--- title: Unexpected Depths layout: post excerpt: Did you know iPhone portrait mode HEIC files have a depth map in them? assets: /assets/blog/heic_depth_map thumbnail: /assets/blog/heic_depth_map/thumbnail.png social_image: /assets/blog/heic_depth_map/thumbnail.png alt: An image of my face, half is a normal colour photograph and half is a depth map in black and white. model_viewer: true --- You know how iPhones do this fake depth of field effect where they blur the background? Did you know that the depth information used to do that effect is stored in the file? ```python # pip install pillow pillow-heif pypcd4 from PIL import Image, ImageFilter from pillow_heif import HeifImagePlugin d = Path("wherever") img = Image.open(d / "test_image.heic") img = Image.open(d / "test_image.heic") depth_im = img.info["depth_images"][0] pil_depth_im = depth_im.to_pillow() pil_depth_im.save(d / "depth.png") depth_array = np.asarray(depth_im) rgb_rescaled = img.resize(depth_array.shape[::-1]) rgb_rescaled.save(d / "rgb.png") rgb_array = np.asarray(rgb_rescaled) print(pil_depth_im.info["metadata"]) print(f"{depth_array.shape = }, {rgb_array.shape = }") ```

A lovely picture of my face and a depth map of it.
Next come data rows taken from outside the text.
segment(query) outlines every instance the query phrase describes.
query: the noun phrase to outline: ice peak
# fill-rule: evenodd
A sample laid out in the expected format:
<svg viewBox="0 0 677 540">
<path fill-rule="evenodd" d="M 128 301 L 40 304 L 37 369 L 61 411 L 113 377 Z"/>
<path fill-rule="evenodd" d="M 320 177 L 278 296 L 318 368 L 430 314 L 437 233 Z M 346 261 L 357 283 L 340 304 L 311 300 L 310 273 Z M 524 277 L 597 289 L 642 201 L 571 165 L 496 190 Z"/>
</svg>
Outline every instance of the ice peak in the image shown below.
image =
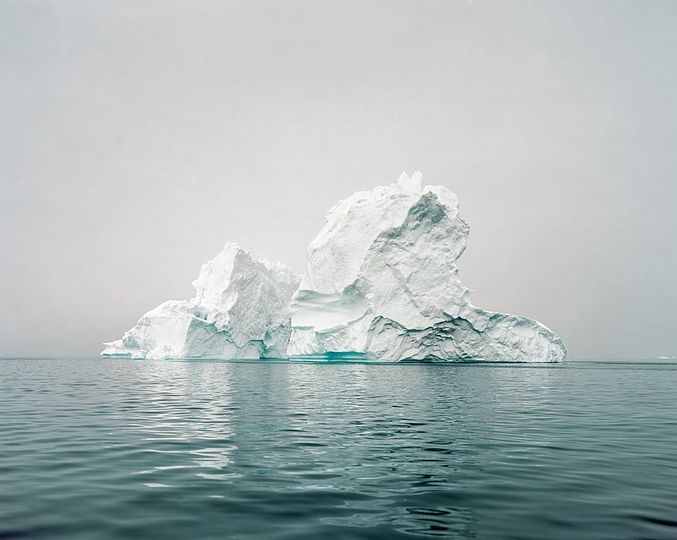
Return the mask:
<svg viewBox="0 0 677 540">
<path fill-rule="evenodd" d="M 230 252 L 230 251 L 247 251 L 246 249 L 243 249 L 240 247 L 240 244 L 237 242 L 232 242 L 228 241 L 223 245 L 223 251 Z"/>
<path fill-rule="evenodd" d="M 421 181 L 423 180 L 423 174 L 420 171 L 416 171 L 414 174 L 409 177 L 406 171 L 402 171 L 402 174 L 397 179 L 397 187 L 404 193 L 421 193 Z"/>
</svg>

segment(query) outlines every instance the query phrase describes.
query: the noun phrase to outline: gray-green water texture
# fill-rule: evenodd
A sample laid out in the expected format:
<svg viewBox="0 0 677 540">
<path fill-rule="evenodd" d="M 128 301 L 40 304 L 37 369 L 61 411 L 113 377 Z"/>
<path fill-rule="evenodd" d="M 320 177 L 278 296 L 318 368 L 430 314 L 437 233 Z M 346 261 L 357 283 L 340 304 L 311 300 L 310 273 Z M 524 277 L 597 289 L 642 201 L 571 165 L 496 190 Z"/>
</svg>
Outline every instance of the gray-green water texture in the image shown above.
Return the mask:
<svg viewBox="0 0 677 540">
<path fill-rule="evenodd" d="M 677 365 L 0 360 L 0 539 L 677 538 Z"/>
</svg>

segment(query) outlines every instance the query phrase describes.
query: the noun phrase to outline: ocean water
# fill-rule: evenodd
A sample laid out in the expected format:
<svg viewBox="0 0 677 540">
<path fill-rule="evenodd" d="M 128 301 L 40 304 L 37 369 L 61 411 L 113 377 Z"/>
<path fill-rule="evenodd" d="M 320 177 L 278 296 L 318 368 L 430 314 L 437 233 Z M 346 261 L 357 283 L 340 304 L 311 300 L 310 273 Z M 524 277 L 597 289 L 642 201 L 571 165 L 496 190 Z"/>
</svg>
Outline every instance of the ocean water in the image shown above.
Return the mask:
<svg viewBox="0 0 677 540">
<path fill-rule="evenodd" d="M 677 365 L 0 360 L 0 539 L 677 538 Z"/>
</svg>

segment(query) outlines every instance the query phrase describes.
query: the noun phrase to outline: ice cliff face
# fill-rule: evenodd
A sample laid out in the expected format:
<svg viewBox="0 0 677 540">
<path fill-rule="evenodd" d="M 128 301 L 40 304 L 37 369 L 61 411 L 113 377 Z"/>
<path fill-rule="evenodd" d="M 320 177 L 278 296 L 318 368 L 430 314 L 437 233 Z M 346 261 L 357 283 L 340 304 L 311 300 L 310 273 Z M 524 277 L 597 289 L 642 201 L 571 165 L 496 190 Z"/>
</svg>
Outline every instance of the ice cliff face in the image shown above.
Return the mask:
<svg viewBox="0 0 677 540">
<path fill-rule="evenodd" d="M 470 302 L 457 259 L 469 227 L 421 173 L 340 201 L 303 280 L 239 248 L 202 267 L 191 300 L 146 313 L 104 356 L 557 362 L 560 338 Z"/>
<path fill-rule="evenodd" d="M 299 278 L 289 268 L 254 259 L 237 244 L 202 266 L 195 297 L 146 313 L 103 356 L 132 358 L 285 358 L 290 300 Z"/>
<path fill-rule="evenodd" d="M 340 201 L 308 248 L 288 355 L 381 361 L 557 362 L 539 322 L 477 308 L 458 278 L 468 224 L 456 196 L 421 173 Z"/>
</svg>

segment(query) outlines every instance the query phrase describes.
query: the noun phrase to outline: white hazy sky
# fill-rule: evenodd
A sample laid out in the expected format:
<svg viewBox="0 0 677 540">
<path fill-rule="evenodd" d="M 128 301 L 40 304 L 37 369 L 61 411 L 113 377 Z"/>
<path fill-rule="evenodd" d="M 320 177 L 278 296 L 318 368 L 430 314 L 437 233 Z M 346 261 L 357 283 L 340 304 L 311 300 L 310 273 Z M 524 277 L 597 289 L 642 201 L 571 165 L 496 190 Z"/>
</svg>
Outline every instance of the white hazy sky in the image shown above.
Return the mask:
<svg viewBox="0 0 677 540">
<path fill-rule="evenodd" d="M 572 357 L 677 354 L 677 2 L 0 0 L 0 355 L 96 354 L 234 240 L 420 169 Z"/>
</svg>

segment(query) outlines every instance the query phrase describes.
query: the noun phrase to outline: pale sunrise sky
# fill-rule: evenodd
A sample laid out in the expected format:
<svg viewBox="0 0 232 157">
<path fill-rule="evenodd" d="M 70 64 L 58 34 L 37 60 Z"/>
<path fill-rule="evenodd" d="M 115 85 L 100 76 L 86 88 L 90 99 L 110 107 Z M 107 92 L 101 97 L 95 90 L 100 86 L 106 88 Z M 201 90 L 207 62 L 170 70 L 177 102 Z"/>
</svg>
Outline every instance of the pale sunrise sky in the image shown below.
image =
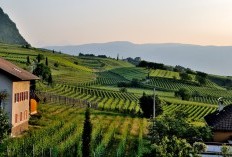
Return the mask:
<svg viewBox="0 0 232 157">
<path fill-rule="evenodd" d="M 33 46 L 232 45 L 232 0 L 1 0 Z"/>
</svg>

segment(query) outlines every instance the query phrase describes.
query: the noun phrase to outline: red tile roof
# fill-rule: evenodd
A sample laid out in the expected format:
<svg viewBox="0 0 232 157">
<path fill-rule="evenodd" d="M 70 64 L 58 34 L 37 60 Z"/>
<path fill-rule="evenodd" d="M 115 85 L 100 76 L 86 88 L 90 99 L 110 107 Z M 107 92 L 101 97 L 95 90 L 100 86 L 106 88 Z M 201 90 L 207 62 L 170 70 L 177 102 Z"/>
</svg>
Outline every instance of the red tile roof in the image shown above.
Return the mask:
<svg viewBox="0 0 232 157">
<path fill-rule="evenodd" d="M 39 77 L 33 75 L 32 73 L 6 61 L 0 57 L 0 70 L 18 78 L 21 81 L 38 80 Z"/>
</svg>

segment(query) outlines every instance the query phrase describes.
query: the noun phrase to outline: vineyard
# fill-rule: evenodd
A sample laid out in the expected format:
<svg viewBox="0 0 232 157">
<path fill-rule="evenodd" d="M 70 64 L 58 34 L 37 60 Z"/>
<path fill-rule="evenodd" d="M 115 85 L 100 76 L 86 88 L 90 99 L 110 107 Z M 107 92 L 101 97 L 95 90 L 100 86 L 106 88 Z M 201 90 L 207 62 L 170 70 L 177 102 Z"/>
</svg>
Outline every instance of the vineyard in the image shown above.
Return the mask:
<svg viewBox="0 0 232 157">
<path fill-rule="evenodd" d="M 7 155 L 82 156 L 84 110 L 43 104 L 40 111 L 42 118 L 31 123 L 41 128 L 28 132 L 24 138 L 11 139 Z M 146 150 L 146 119 L 92 110 L 91 122 L 92 156 L 141 156 Z"/>
<path fill-rule="evenodd" d="M 39 89 L 47 93 L 97 103 L 99 109 L 134 114 L 141 113 L 141 109 L 138 105 L 138 97 L 132 93 L 122 93 L 90 87 L 75 87 L 63 84 L 57 84 L 54 88 L 43 86 L 42 83 L 39 85 Z"/>
<path fill-rule="evenodd" d="M 140 68 L 122 60 L 0 44 L 0 57 L 29 71 L 41 53 L 48 58 L 54 83 L 48 86 L 45 81 L 36 82 L 38 96 L 44 96 L 39 108 L 42 118 L 31 118 L 30 129 L 22 138 L 9 139 L 7 156 L 82 156 L 83 107 L 89 104 L 95 108 L 91 110 L 92 156 L 142 156 L 147 150 L 149 122 L 140 118 L 139 99 L 144 93 L 153 95 L 154 88 L 163 114 L 182 110 L 191 123 L 205 125 L 204 116 L 217 109 L 219 97 L 224 97 L 225 105 L 232 103 L 232 90 L 216 84 L 227 77 L 209 76 L 201 86 L 193 74 L 192 81 L 183 81 L 179 72 Z M 138 86 L 130 86 L 134 79 Z M 125 91 L 118 87 L 122 82 L 128 84 Z M 175 91 L 181 88 L 190 91 L 189 101 L 175 97 Z"/>
<path fill-rule="evenodd" d="M 202 121 L 207 114 L 212 113 L 217 109 L 216 105 L 167 98 L 163 100 L 167 102 L 163 107 L 164 114 L 172 114 L 177 110 L 182 110 L 187 113 L 188 118 L 192 121 Z"/>
</svg>

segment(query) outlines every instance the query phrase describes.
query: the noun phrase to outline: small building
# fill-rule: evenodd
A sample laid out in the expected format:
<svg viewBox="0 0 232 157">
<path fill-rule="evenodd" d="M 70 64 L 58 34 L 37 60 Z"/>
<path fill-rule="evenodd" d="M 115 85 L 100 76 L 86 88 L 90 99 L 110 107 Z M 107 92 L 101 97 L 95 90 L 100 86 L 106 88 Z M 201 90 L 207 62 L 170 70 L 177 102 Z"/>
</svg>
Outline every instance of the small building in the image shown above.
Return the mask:
<svg viewBox="0 0 232 157">
<path fill-rule="evenodd" d="M 30 72 L 0 58 L 0 92 L 7 93 L 0 107 L 9 116 L 12 136 L 28 129 L 30 81 L 37 79 Z"/>
<path fill-rule="evenodd" d="M 232 105 L 223 107 L 204 117 L 207 124 L 212 127 L 214 142 L 227 142 L 232 137 Z"/>
</svg>

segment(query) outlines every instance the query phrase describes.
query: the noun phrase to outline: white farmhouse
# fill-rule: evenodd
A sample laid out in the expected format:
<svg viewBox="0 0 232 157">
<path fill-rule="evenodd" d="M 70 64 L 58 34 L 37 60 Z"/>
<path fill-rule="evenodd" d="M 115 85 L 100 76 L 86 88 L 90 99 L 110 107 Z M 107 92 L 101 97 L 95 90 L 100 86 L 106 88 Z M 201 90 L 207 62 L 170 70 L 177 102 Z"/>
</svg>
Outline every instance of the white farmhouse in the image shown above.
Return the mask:
<svg viewBox="0 0 232 157">
<path fill-rule="evenodd" d="M 8 95 L 0 107 L 9 116 L 12 136 L 28 129 L 30 81 L 37 79 L 30 72 L 0 58 L 0 92 L 6 91 Z"/>
</svg>

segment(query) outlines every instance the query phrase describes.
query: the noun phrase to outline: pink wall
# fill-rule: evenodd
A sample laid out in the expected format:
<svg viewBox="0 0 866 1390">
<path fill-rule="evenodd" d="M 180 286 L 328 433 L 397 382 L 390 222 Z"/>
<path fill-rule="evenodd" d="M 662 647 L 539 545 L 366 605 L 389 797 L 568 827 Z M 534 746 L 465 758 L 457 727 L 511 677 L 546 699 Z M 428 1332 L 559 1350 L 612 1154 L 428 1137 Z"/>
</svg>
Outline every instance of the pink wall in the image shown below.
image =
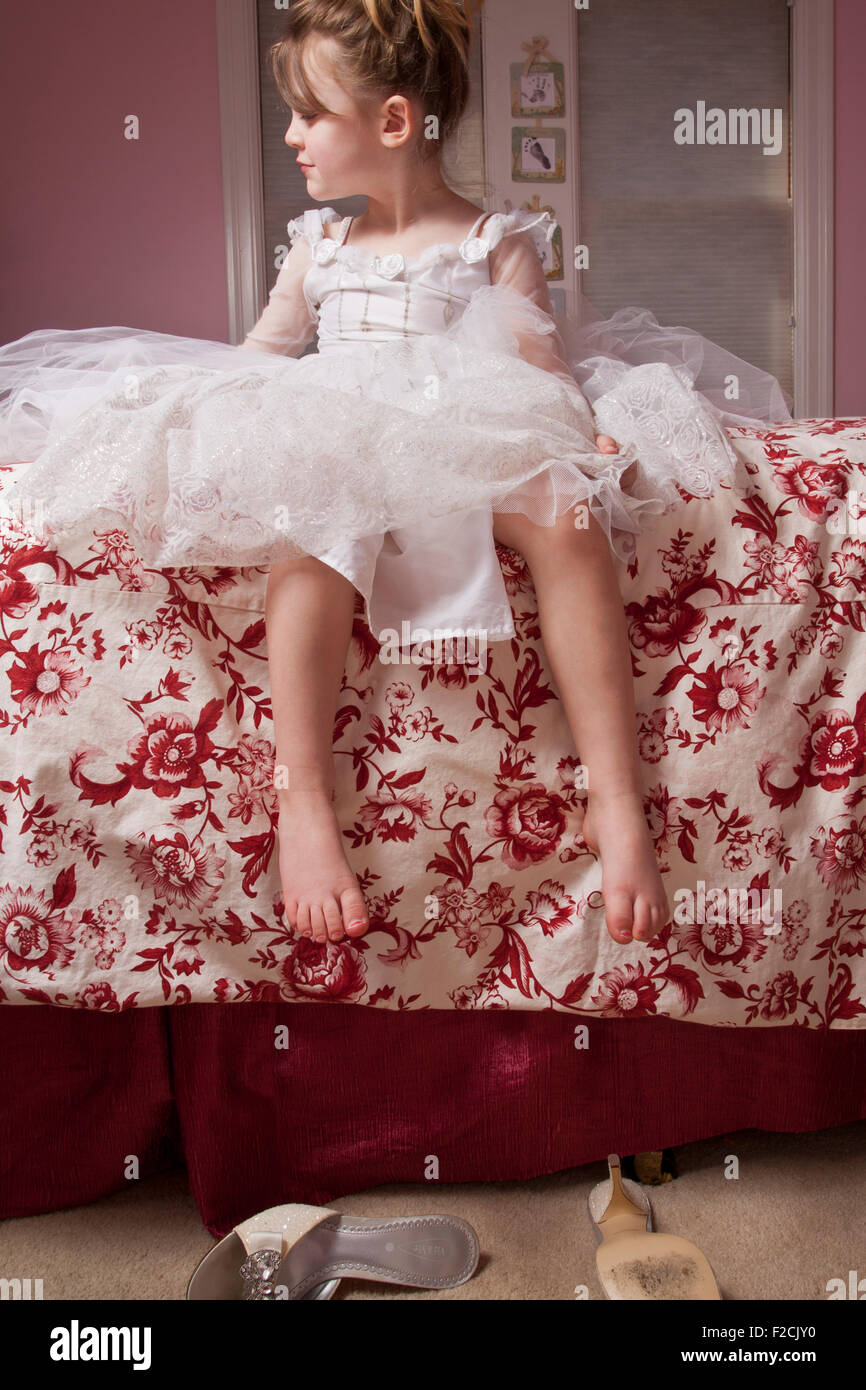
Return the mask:
<svg viewBox="0 0 866 1390">
<path fill-rule="evenodd" d="M 2 341 L 99 324 L 227 339 L 214 8 L 4 8 Z"/>
<path fill-rule="evenodd" d="M 100 324 L 225 341 L 213 0 L 40 0 L 3 30 L 0 341 Z M 866 413 L 864 60 L 866 0 L 836 0 L 839 415 Z"/>
<path fill-rule="evenodd" d="M 836 414 L 866 415 L 866 0 L 836 0 Z"/>
</svg>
Crazy! I had a play with projecting this into 3D to see what it would look like. I was too lazy to look deeply into how this should be interpreted geometrically, so initially I just pretended the image was taken from infinitely far away and then eyeballed the units. The fact that this looks at all reasonable makes me wonder if the depths are somehow reprojected to match that assumption. Otherwise you'd need to also know the properties of the lense that was used to take the photo. This handy `pypcd4` python library made outputting the data quite easy and three.js has a module for displaying point cloud data. You can see that why writing numpy code I tend to scatter `print(f"{array.shape = }, {array.dtype = }")` liberally throughout, it just makes keeping track of those arrays so much easier. ```python from pypcd4 import PointCloud n, m = rgb_array.shape[:2] aspect = n / m x = np.linspace(0,2 * aspect,n) y = np.linspace(0,2,m) rgb_points = rgb_array.reshape(-1, 3) print(f"{rgb_points.shape = }, {rgb_points.dtype = }") rgb_packed = PointCloud.encode_rgb(rgb_points).reshape(-1, 1) print(f"{rgb_packed.shape = }, {rgb_packed.dtype = }") mesh = np.array(np.meshgrid(x, y, indexing='ij')) xy_points = mesh.reshape(2,-1).T print(f"{xy_points.shape = }") z = depth_array.reshape(-1, 1).astype(np.float64) / 255.0 m = pil_depth_im.info["metadata"] range = m["d_max"] - m["d_min"] z = range * z + m["d_min"] print(f"{xyz_points.shape = }") xyz_rgb_points = np.concatenate([xy_points, z, rgb_packed], axis = -1) pc = PointCloud.from_xyzrgb_points(xyz_rgb_points) pc.save(d / "pointcloud.pcd") ``` Click and drag to spin me around. It didn't really capture my nose very well, I guess this is more a foreground/background kinda thing.

If you have JS enabled this is interactive.

## Update After looking a bit more into this, I found the [Apple docs on capturing depth information](https://developer.apple.com/documentation/avfoundation/capturing-photos-with-depth) which explains that for phones with two or more front cameras, they use the difference in the two images to estimate depth, while the front facing camera on modern phones has [an IR camera](https://developer.apple.com/documentation/avfoundation/avcapturedevice/devicetype-swift.struct/builtintruedepthcamera) that uses a grid of dots to estimate true depth like the good old kinect sensor. So I had a go with the front facing camera too:

The depth information, while lower resolution, is much better. My nose really pops in this one!